Executive Director at the Social Policy Initiative Isobel Frye encouraged greater spending to address South Africa’s inequality gap — one of the highest in the world. She bemoaned the size of the R350 grant, saying: “If you only get a few crumbs, you are unable to turn that into a viable livelihood strategy.”
Accountability is essential
Modise said that R23 billion was used to service Eskom’s debt in the last budget, as a balance sheet item. She is concerned, and so is Treasury, that Eskom has a direct impact on economic growth and hence, additional support is needed to bring it to a healthy and functional status.
Rensburg said that accountability starts with the politicians, especially through the parliamentary process. Decisions about how the budget is allocated require transparency. He said we don’t have good enough governance processes to direct the budget to the people who really need it. The state must strengthen education and health services. Accountability is key.
Modise said we must focus on priorities, otherwise the budget just maintains the status quo and does not create change. “There is still too much corruption and not enough communication. There is massive underspending, so why all this talk about austerity? Departments submit claims for budget, but then don’t implement their plans. Money from the treasury is not the answer.” She said that regarding capacity, we need properly qualified people in top positions, not political appointees who don’t have the required skills.

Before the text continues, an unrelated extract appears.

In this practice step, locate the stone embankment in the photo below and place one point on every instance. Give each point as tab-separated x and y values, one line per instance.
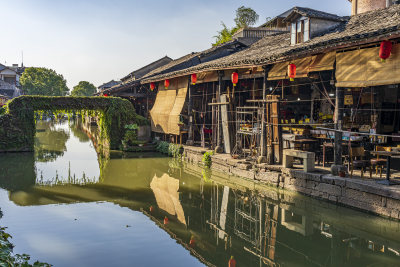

Leoka emphasised that “we are not a poor country; we are poorly managed”. Everyone is becoming poorer because of poor decisions made at the top.
Insights from the PBO
Dr Dumisani Jantjies from the Parliament Budget Office (PBO), which advises parliament on budget affairs, said the 2022 MTBPS aims to address the needs of South Africans and secure our future stability and prosperity, but, given the experience with the chosen fiscal policy stance over the past few years, the PBO questions whether the approach taken in the 2022 MTBPS supports the achievement of these goals.
Dr Dumisani Jantjies, Head of Parliamentary Budget Office.
“We are concerned that the approach suggested may further constrain economic activity, erode the social fabric and escalate risks to societal and economic stability. The PBO has raised concerns in the past few years that the credibility of the fiscal framework is at question because the approach in the MTBPS continues to narrowly view risks to the fiscal framework as focused on fiscal targets such as the deficit debt to GDP. It could go much further to alleviate the suffering of millions of households and build their resilience to potentially serious risks, while at the same time boosting aggregate demand and economic growth.”
The PBO called for greater responsiveness and accountability by the executive, which requires parliament to strengthen its oversight and involvement. Coordination between local government and provincial and national governments must be improved. Public participation in budget allocation and in pre-budget debates is essential. Jantjes pointed out that stakeholders can have an influence on parliament’s decisions regarding the budget — for instance, student protests recently affected government spending on higher education.